Hamidullah hocanın hiçbir eserinde miracı inkâr ettiğine ben rastlamadım. Aksine Hz. Peygamber (s.a.v)’i anlattığı hemen her çalışmasında miraç üzerinde özellikle durmuş ve bu olayın bir vakıa olduğunu vurgulamıştır. (Örnek olarak bkz. İslam Peygamberi, I, 129 vd.; Resulullah Muhammed, 93 vd.; İslama Giriş, 25-6…)

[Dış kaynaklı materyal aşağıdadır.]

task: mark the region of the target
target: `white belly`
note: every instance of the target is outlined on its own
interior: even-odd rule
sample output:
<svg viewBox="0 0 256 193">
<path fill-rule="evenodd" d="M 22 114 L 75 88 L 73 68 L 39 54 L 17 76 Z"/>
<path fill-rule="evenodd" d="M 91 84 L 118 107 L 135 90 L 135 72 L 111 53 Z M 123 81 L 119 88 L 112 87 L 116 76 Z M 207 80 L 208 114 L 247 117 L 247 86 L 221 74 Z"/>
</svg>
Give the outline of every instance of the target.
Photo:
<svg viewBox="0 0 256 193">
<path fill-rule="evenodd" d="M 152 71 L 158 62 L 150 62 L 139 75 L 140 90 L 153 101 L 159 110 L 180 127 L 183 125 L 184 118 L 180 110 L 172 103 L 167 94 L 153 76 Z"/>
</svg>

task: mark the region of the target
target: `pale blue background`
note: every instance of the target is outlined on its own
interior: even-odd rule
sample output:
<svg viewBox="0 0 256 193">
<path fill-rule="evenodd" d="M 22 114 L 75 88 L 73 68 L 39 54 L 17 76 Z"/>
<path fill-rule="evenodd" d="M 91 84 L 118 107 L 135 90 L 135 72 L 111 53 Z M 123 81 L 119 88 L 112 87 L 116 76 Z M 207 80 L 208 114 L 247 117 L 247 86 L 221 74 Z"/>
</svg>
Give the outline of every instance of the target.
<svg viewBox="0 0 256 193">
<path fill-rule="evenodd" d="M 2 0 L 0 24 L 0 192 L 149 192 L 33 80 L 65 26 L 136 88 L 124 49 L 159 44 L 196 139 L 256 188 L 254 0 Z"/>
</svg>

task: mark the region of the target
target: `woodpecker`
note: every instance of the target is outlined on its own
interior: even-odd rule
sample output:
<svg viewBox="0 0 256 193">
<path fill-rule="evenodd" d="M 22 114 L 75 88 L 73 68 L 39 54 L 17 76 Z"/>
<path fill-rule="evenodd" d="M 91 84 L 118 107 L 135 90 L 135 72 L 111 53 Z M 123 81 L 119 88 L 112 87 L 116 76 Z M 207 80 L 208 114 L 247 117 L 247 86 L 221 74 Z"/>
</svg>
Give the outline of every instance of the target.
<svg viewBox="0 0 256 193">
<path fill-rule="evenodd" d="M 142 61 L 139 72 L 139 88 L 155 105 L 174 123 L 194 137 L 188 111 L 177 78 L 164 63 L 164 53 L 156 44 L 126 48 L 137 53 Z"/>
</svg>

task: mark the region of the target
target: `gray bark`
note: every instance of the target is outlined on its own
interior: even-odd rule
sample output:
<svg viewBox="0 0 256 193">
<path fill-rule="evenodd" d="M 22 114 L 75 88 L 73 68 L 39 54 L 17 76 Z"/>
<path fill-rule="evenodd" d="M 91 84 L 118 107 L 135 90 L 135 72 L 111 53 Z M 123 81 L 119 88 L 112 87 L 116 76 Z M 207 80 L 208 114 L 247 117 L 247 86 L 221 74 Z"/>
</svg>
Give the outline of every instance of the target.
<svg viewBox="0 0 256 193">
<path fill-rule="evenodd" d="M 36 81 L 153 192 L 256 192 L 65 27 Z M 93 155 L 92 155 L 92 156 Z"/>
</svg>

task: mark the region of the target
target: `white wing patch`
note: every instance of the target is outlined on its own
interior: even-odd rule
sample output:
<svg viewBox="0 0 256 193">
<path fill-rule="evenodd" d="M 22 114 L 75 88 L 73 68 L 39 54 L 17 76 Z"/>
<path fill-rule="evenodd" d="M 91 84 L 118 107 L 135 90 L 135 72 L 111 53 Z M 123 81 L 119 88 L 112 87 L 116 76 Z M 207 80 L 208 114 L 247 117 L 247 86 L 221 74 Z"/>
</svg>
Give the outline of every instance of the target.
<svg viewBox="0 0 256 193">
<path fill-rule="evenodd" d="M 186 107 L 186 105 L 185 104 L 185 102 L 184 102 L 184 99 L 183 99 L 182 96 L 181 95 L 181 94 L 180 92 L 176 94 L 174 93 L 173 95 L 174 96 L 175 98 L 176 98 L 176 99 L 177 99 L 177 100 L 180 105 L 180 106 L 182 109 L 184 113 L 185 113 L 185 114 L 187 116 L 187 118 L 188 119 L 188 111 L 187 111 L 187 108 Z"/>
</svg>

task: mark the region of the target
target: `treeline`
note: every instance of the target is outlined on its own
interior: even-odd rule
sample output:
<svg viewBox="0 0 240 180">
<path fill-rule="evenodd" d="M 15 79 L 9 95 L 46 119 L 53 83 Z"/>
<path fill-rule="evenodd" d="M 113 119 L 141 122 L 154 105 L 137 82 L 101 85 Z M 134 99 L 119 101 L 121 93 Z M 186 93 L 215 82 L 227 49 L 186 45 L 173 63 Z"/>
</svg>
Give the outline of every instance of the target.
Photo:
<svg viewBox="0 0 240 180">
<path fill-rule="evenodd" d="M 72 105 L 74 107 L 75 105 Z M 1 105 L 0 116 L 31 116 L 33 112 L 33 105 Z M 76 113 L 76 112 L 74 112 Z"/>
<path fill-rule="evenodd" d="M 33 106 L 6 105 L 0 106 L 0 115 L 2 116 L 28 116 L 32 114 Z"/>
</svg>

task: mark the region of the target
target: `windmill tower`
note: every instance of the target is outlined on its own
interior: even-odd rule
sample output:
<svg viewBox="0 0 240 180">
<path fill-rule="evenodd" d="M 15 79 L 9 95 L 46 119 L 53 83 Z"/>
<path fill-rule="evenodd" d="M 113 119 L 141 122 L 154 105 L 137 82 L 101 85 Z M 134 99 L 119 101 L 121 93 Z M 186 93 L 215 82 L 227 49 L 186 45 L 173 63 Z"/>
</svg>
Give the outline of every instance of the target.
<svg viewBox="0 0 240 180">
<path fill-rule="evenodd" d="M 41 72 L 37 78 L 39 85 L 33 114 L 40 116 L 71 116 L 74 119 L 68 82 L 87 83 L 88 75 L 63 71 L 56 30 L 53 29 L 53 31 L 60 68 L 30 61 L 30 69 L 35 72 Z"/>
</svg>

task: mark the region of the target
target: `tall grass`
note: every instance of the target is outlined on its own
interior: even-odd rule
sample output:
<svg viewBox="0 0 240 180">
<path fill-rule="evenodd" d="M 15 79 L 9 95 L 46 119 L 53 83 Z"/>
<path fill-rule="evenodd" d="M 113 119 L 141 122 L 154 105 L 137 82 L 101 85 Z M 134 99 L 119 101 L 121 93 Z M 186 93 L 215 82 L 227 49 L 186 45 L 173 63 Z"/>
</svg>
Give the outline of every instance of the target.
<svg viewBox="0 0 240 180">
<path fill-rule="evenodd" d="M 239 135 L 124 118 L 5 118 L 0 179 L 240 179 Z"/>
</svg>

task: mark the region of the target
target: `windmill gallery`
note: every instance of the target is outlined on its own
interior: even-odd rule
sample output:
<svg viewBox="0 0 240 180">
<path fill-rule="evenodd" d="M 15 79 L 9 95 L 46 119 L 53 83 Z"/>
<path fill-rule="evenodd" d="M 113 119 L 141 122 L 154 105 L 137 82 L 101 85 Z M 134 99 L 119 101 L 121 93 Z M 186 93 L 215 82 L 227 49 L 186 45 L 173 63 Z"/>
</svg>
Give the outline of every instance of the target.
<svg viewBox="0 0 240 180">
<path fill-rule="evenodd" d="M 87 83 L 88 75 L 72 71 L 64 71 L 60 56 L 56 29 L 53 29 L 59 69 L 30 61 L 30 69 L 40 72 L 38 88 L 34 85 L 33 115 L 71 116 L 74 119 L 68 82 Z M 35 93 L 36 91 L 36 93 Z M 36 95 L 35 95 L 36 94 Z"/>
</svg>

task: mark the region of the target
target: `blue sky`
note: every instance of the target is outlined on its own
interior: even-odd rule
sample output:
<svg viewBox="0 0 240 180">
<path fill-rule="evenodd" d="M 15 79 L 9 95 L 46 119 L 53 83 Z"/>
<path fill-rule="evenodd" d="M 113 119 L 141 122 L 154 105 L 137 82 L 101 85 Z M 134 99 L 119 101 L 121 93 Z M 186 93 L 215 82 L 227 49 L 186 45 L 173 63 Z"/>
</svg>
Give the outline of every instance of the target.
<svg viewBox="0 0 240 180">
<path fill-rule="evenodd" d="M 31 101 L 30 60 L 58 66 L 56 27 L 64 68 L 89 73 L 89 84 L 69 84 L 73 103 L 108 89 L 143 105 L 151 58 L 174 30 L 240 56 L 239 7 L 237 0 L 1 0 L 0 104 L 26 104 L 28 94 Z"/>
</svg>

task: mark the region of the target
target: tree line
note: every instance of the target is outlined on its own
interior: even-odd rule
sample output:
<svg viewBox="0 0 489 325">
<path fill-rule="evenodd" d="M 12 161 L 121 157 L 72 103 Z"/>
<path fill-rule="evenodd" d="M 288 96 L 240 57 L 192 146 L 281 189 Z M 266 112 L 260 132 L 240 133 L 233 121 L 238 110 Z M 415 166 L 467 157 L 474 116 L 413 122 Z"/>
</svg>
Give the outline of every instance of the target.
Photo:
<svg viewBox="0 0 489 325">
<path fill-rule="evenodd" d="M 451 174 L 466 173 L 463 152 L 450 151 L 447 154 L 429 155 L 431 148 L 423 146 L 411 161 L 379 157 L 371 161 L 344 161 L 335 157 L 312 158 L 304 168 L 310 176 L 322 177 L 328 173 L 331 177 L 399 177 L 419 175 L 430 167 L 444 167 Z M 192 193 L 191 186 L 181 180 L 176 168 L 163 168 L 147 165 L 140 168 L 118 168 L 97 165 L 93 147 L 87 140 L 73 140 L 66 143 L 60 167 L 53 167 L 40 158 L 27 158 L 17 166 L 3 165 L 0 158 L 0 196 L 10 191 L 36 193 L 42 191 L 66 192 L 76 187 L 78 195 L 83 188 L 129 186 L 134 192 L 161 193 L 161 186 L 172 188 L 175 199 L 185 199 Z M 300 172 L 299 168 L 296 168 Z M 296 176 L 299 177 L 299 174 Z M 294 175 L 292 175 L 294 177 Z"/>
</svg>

“Ahmet Davudoğlu hoca, bu kitaba yazdığı takrizde, Prof. Hamidullah’ın paslı silsilenin (din tahripçilerinin) son halkasından biri olduğunu, onun Peygamber aleyhisselam hakkında yazdığı kitaplarında Kur’an-ı Kerim’in Cebrail aleyhisselam vasıtasıyla indirildiğine dair, yani vahiy mahsulü olduğuna dair bir işaret bulunmadığını (söylediğini) kaydettikten sonra, Mısır’da çok reformcu gördüğünü, bu bakımdan Hamidullah’a şaşmadığını, fakat onu bir din yetkilisi gibi kabul ederek Türkiye’de fesat tohumu ekmesine ses çıkarmayanlara şaşıp kaldığını zikretmektedir.”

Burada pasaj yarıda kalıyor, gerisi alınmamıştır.